The report recognised that employed lawyers in the public sector tend to be more diverse than those in private practice. These courses would help them decide if a judicial career is right for them and give them the necessary confidence to apply, it said.
The panel, chaired by Baroness Neuberger, acknowledged that there was “no quick fix” to moving towards a more diverse judiciary. It found that the diversity of those entering the profession is significantly greater than that of those who have the experience to apply for judicial office.
“We will achieve significant transformation if, and only if, diversity is addressed systematically – not only within the appointments process, but throughout a legal and judicial career, from first consideration of the possibility of joining the judiciary to promotion at the most senior level,” the report said.
The panel made 53 recommendations overall, including the creation of a Judicial Diversity Taskforce to oversee the delivery of reform and be responsible for overseeing progress. This taskforce would encompass the Lord Chancellor, the Lord Chief Justice, the Chairman of the Judicial Appointments Commission, the Senior President of Tribunals and the heads of the Bar Council, ILEX and the Law Society.
Other key recommendations include:
- The Judicial Appointments Commission (JAC) should revise its criteria for assessing merit, to support and underline with greater clarity its commitment to diversity
- Selection processes should be open and transparent, promote diversity and recognise potential, “not just at the entry points to the judiciary but for progression within it to the most senior levels”
- The Judicial Studies Board should evolve into a Judicial College offering courses in ‘Developing Judicial Skills’, and
- A proactive campaign of myth-busting should be undertaken as many of the perceived barriers to diversity are not reflected in practice.

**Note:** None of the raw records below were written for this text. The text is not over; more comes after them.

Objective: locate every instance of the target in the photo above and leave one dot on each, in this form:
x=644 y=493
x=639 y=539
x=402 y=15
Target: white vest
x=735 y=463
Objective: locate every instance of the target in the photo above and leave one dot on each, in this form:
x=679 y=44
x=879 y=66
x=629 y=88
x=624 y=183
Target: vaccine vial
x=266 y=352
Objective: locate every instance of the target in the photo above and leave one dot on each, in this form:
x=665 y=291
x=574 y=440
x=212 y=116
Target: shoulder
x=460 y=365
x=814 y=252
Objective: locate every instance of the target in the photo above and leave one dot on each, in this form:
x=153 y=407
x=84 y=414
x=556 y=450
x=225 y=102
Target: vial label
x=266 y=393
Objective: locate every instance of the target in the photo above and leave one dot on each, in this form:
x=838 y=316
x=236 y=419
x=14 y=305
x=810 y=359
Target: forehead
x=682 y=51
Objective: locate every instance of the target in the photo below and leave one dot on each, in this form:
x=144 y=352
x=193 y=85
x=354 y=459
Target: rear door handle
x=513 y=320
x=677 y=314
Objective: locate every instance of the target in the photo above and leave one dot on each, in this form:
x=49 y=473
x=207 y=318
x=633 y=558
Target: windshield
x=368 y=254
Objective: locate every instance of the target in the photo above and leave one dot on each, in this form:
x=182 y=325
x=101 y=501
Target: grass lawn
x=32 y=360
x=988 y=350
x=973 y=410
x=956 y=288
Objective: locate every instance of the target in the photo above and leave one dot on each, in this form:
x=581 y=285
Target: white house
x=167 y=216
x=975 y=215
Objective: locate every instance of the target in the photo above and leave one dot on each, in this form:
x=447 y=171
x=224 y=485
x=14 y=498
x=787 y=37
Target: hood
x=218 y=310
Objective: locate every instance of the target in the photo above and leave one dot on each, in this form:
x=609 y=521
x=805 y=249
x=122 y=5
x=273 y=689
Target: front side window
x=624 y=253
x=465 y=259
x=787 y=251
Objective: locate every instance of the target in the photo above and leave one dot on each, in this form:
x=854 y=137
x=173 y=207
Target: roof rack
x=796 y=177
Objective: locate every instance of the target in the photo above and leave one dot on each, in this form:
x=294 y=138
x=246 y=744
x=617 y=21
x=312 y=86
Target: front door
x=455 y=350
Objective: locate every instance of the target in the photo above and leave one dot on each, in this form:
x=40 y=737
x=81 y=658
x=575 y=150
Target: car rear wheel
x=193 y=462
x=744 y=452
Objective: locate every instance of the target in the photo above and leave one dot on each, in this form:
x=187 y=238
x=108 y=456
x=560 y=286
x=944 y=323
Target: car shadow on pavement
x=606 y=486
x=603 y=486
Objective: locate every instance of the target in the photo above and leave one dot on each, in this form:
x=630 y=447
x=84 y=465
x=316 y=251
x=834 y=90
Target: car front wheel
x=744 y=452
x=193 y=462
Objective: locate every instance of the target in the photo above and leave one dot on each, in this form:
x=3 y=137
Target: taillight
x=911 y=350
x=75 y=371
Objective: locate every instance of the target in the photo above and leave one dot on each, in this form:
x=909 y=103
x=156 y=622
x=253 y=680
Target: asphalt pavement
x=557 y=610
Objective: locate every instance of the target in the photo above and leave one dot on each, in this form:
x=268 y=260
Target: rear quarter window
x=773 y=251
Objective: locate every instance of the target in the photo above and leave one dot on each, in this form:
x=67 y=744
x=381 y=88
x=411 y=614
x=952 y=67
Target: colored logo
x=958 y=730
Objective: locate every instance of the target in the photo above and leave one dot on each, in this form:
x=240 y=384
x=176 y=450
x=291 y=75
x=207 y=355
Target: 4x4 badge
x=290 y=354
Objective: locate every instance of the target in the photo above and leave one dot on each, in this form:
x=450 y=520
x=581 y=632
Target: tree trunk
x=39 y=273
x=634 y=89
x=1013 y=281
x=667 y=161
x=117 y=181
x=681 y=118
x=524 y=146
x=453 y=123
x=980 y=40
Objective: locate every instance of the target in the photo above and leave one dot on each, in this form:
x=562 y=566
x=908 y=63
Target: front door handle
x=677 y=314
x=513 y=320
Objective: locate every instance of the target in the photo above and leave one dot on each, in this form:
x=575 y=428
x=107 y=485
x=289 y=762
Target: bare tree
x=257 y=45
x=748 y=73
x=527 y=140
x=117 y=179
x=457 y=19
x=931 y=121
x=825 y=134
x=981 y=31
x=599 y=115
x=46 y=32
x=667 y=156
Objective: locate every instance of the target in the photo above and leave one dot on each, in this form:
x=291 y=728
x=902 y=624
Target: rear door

The panel ruled out quotas or targets for recruiting under-represented groups, but recommended improvements to the way data is captured and stored “so that there can be systematic evaluation of what works and progress can be monitored against agreed benchmarks".
The panel said its reforms, which have not been costed, needed to be seen as a comprehensive package if significant progress is to be made.
The Lord Chancellor, Jack Straw, said he would start working immediately with the judiciary, the JAC and the heads of professional bodies to implement the report’s findings.
He added: “I am determined that race, sex, gender identity, sexual orientation or disability should be no barrier to those with ability joining the judiciary and progressing within it. Becoming a judge must be, and must be seen to be, open to everyone with the right skills and qualities.”
Guy Goodman, chair of Solicitors in Local Government, said the group warmly welcomed the advisory panel's report, adding that “a judicial career should be on the radar of every local government solicitor”.
He said: “Having participated in the panel's work we are pleased to see the specific recommendations in respect of employed lawyers. As a professional association we have been promoting judicial appointments throughout the last year working in partnership with the Judicial Appointments Commission.”
The SLG’s Weekend School in April will be hosting a workshop run by the JAC on applying successfully for a judicial appointment.